I am in awe of the size of that pede. Was it wild caught? I may not be the only one, but it seems to me that wild caught inverts have the potential to get quite bigger than captive bred.


----------



## syndicate (Feb 3, 2012)

That centipede is a beast!! D:
Impressive animal right there!
-Chris


----------



## EbonyKatana1664 (Feb 7, 2012)

Cool dude. But uh what's that little spot on your hand?


----------



## beetleman (Feb 7, 2012)

EbonyKatana1664 said:


> Cool dude. But uh what's that little spot on your hand?


  what else??...........centipede crap


----------



## Galapoheros (Feb 7, 2012)

"I may not be the only one, but it seems to me that wild caught inverts have the potential to get quite bigger than captive bred."

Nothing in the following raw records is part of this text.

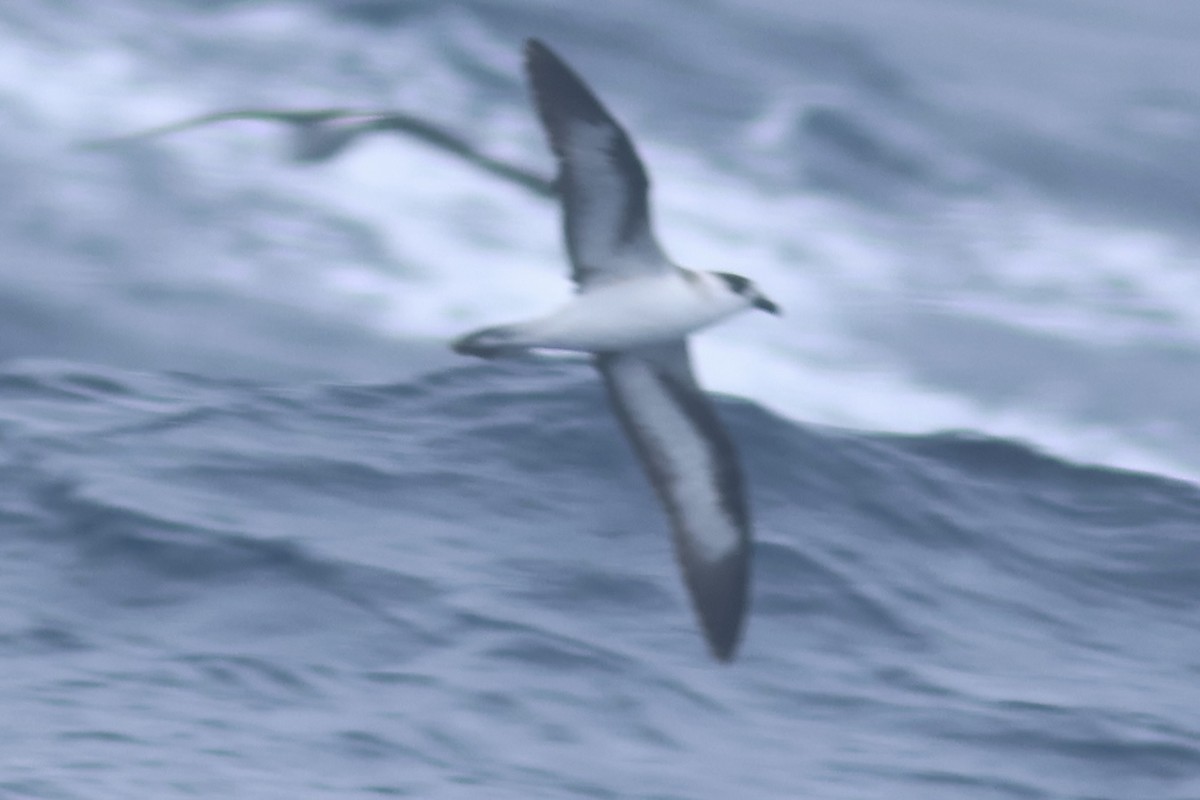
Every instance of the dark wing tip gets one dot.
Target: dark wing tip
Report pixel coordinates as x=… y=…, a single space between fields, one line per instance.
x=719 y=594
x=559 y=92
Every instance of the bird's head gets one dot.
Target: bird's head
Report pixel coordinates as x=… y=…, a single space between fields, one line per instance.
x=745 y=289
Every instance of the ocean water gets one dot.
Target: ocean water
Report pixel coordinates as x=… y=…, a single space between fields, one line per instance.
x=264 y=536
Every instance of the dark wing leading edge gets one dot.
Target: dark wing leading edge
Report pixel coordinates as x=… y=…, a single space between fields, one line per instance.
x=600 y=179
x=694 y=468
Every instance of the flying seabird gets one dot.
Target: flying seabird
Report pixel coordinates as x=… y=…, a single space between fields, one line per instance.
x=319 y=134
x=634 y=311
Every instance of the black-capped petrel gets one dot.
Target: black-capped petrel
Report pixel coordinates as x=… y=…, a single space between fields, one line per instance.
x=634 y=311
x=319 y=134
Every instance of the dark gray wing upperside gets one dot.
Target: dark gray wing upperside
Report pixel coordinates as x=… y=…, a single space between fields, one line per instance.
x=322 y=133
x=287 y=116
x=694 y=468
x=601 y=180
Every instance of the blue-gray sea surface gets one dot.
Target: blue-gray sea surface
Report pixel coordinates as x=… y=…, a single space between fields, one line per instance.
x=263 y=536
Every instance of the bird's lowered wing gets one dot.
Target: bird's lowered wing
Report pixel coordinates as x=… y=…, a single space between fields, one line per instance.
x=601 y=180
x=287 y=116
x=694 y=468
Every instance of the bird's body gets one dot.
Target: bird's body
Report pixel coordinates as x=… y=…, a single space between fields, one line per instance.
x=634 y=311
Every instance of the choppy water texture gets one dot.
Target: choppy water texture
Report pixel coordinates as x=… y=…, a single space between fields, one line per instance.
x=263 y=536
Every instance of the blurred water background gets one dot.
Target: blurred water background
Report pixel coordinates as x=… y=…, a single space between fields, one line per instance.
x=264 y=536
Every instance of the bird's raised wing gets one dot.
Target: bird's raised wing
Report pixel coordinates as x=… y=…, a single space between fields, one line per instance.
x=694 y=468
x=453 y=143
x=600 y=179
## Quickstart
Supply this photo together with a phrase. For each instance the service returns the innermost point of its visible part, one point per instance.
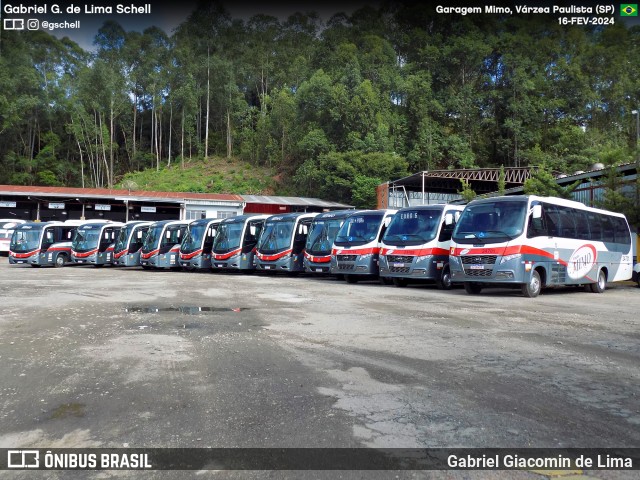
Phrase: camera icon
(14, 24)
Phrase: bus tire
(601, 283)
(444, 282)
(532, 288)
(60, 261)
(400, 282)
(472, 288)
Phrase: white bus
(195, 249)
(415, 247)
(536, 242)
(356, 247)
(126, 251)
(93, 242)
(7, 226)
(281, 244)
(161, 247)
(234, 247)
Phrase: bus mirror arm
(448, 219)
(536, 211)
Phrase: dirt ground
(130, 358)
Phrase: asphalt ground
(116, 357)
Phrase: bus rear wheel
(60, 261)
(400, 282)
(472, 288)
(533, 287)
(601, 284)
(444, 282)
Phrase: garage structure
(68, 203)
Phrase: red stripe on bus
(150, 254)
(420, 252)
(271, 258)
(356, 251)
(321, 259)
(84, 254)
(23, 255)
(225, 256)
(189, 256)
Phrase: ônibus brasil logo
(581, 262)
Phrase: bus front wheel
(444, 282)
(533, 287)
(472, 288)
(601, 284)
(60, 261)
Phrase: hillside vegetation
(216, 175)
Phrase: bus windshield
(228, 237)
(152, 239)
(359, 229)
(413, 227)
(123, 237)
(192, 240)
(86, 239)
(491, 222)
(172, 235)
(322, 234)
(25, 240)
(276, 236)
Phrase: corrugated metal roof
(139, 195)
(294, 201)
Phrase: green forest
(316, 107)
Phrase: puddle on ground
(69, 410)
(186, 310)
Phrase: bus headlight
(508, 258)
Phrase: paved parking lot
(112, 357)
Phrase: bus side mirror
(536, 211)
(448, 219)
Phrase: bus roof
(244, 218)
(554, 200)
(282, 217)
(205, 221)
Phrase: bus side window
(568, 226)
(621, 231)
(582, 224)
(537, 227)
(607, 229)
(553, 220)
(447, 230)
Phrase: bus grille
(346, 266)
(478, 259)
(399, 269)
(478, 273)
(399, 258)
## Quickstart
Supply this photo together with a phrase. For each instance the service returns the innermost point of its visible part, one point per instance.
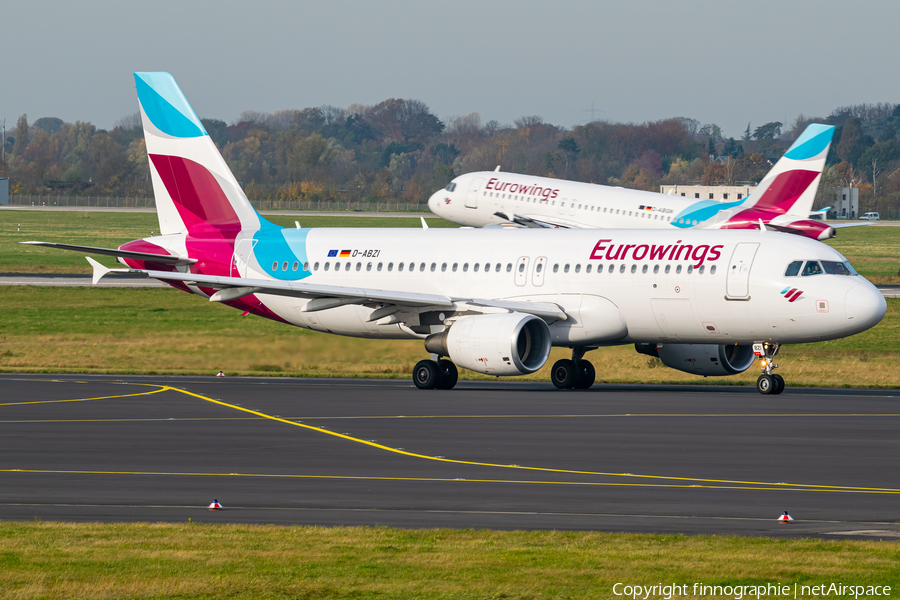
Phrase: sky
(728, 63)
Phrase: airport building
(720, 193)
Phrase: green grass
(112, 229)
(190, 561)
(161, 330)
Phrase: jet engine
(702, 359)
(504, 344)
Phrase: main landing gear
(767, 382)
(438, 373)
(574, 373)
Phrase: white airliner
(782, 201)
(492, 300)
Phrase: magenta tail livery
(493, 300)
(782, 201)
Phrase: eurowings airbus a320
(782, 201)
(491, 300)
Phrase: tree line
(398, 150)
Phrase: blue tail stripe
(166, 107)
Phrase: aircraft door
(537, 275)
(737, 282)
(475, 189)
(522, 270)
(242, 253)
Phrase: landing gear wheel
(765, 384)
(586, 375)
(426, 374)
(448, 375)
(563, 374)
(779, 384)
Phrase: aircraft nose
(865, 306)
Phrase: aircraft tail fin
(789, 188)
(195, 191)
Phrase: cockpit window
(812, 267)
(793, 269)
(833, 267)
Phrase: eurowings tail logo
(791, 294)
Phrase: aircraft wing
(528, 222)
(174, 260)
(328, 296)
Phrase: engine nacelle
(702, 359)
(505, 344)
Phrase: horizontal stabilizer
(145, 256)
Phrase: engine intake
(702, 359)
(506, 344)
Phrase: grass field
(187, 561)
(160, 330)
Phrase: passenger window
(793, 269)
(812, 267)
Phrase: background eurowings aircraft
(495, 301)
(783, 200)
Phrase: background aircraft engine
(507, 344)
(702, 359)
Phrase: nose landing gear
(767, 382)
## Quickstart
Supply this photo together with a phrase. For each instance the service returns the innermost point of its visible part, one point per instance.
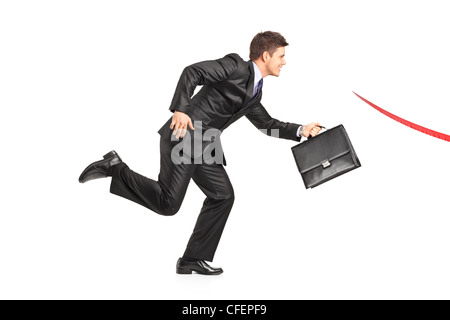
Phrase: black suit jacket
(225, 97)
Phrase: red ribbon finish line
(406, 122)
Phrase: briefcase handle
(309, 137)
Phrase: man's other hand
(180, 121)
(312, 129)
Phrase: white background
(80, 78)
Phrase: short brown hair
(266, 41)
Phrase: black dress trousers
(166, 195)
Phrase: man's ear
(265, 56)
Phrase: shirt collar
(258, 75)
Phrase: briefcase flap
(322, 150)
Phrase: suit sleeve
(262, 120)
(201, 73)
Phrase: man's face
(276, 62)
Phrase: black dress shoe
(98, 169)
(199, 266)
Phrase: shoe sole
(108, 155)
(190, 271)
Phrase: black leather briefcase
(325, 157)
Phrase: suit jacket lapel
(250, 84)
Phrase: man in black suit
(232, 88)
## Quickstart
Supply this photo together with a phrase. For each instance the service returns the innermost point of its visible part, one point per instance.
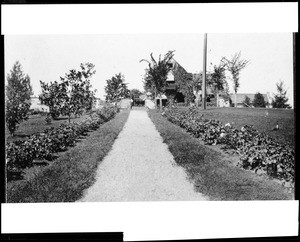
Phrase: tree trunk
(235, 104)
(155, 101)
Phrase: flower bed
(257, 150)
(22, 153)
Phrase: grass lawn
(65, 179)
(262, 119)
(212, 173)
(36, 124)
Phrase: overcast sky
(47, 57)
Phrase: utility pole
(204, 73)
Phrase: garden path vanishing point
(140, 168)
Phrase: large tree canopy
(72, 95)
(116, 89)
(234, 66)
(157, 73)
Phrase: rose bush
(21, 153)
(257, 150)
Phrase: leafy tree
(217, 79)
(155, 79)
(234, 66)
(185, 84)
(259, 100)
(135, 93)
(116, 89)
(280, 100)
(72, 95)
(247, 101)
(18, 91)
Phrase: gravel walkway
(140, 168)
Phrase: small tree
(217, 79)
(135, 93)
(259, 100)
(18, 92)
(116, 89)
(155, 79)
(234, 66)
(72, 95)
(280, 100)
(247, 101)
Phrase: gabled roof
(240, 97)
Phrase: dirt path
(140, 168)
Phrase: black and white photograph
(110, 118)
(104, 118)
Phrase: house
(98, 103)
(240, 97)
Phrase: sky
(47, 57)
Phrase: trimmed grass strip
(67, 177)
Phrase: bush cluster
(257, 151)
(22, 153)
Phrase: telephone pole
(204, 73)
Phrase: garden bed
(213, 173)
(257, 150)
(65, 178)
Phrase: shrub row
(22, 153)
(257, 151)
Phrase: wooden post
(204, 72)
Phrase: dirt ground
(140, 168)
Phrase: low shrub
(257, 150)
(21, 153)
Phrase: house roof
(240, 97)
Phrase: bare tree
(156, 74)
(234, 66)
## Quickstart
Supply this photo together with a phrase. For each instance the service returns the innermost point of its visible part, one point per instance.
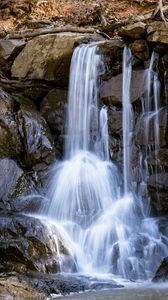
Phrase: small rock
(133, 31)
(162, 272)
(140, 49)
(111, 90)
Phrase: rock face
(53, 109)
(111, 90)
(162, 272)
(47, 57)
(157, 32)
(13, 183)
(36, 136)
(26, 245)
(133, 31)
(10, 142)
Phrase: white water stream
(105, 229)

I've thought about it also, it kind of seems that way, but then I think about how many people have raised centipedes from plings to dying of old age, or even plings to adults.  It's not very many at all so I don't think there's is any way to compare right now.  It could be that 1 out of 100 (totally random number there) in the wild make it to that size, the others out of the 100 may stay average, get killed, eaten, whatever.  So then somebody finds a surviving giant.   Personally, my guess is that pede size has a lot to do with genetics but who knows.


----------



## CHLee (Feb 8, 2012)

Galapoheros said:


> "I may not be the only one, but it seems to me that wild caught inverts have the potential to get quite bigger than captive bred."
> 
> I've thought about it also, it kind of seems that way, but then I think about how many people have raised centipedes from plings to dying of old age, or even plings to adults.  It's not very many at all so I don't think there's is any way to compare right now.  It could be that 1 out of 100 (totally random number there) in the wild make it to that size, the others out of the 100 may stay average, get killed, eaten, whatever.  So then somebody finds a surviving giant.   Personally, my guess is that pede size has a lot to do with genetics but who knows.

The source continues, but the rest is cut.